Before (DLT Python):

@F.udf(returnType=StringType())
def categorize_amount(amount):
if amount > 1000:
return "High"
elif amount > 100:
return "Medium"
else:
return "Low"
@dlt.table(name="sales_categorized")
def sales_categorized():
return (
dlt.read("sales")
.withColumn("category", categorize_amount(F.col("amount")))
)

After (SDP SQL):

CREATE OR REPLACE MATERIALIZED VIEW sales_categorized AS
SELECT
*,
CASE
WHEN amount > 1000 THEN 'High'
WHEN amount > 100 THEN 'Medium'
ELSE 'Low'
END AS category
FROM sales;

Python UDFs have serialization overhead and cannot be optimized by the query planner. If the logic fits in a SQL CASE expression, use it. Reserve Python UDFs for logic that genuinely cannot be expressed in SQL — external API calls, ML inference, complex string parsing.

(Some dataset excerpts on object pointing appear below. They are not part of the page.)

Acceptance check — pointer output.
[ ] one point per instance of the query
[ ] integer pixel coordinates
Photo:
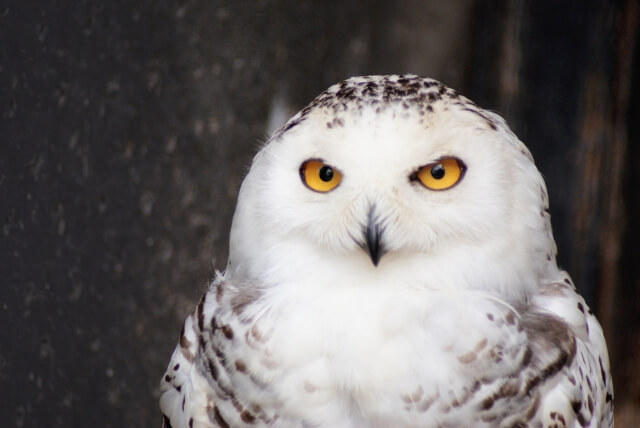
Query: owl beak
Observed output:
(374, 246)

  • dlt.read() implicit namespace — DLT resolved table names within an implicit LIVE schema. SDP uses Unity Catalog paths. Unqualified names in SQL resolve to the pipeline’s target catalog and schema. In Python, use spark.read.table("table_name") for the same behavior.
  • Mount paths/mnt/raw/... paths are legacy DBFS mounts. Replace with /Volumes/catalog/schema/volume_name/... during migration. This requires creating the corresponding Unity Catalog Volume first.
  • Missing quality checks after migration@dlt.expect_or_drop decorators are easy to forget when converting to SQL. Audit every DLT file for expectations and convert them to WHERE clauses or flag-and-route patterns.
  • mode => 'PERMISSIVE' for schema flexibility — if the DLT pipeline relied on Auto Loader’s permissive mode for handling schema changes, add mode => 'PERMISSIVE' to the read_files() call in SQL. Without it, schema mismatches cause failures instead of routing to _rescued_data.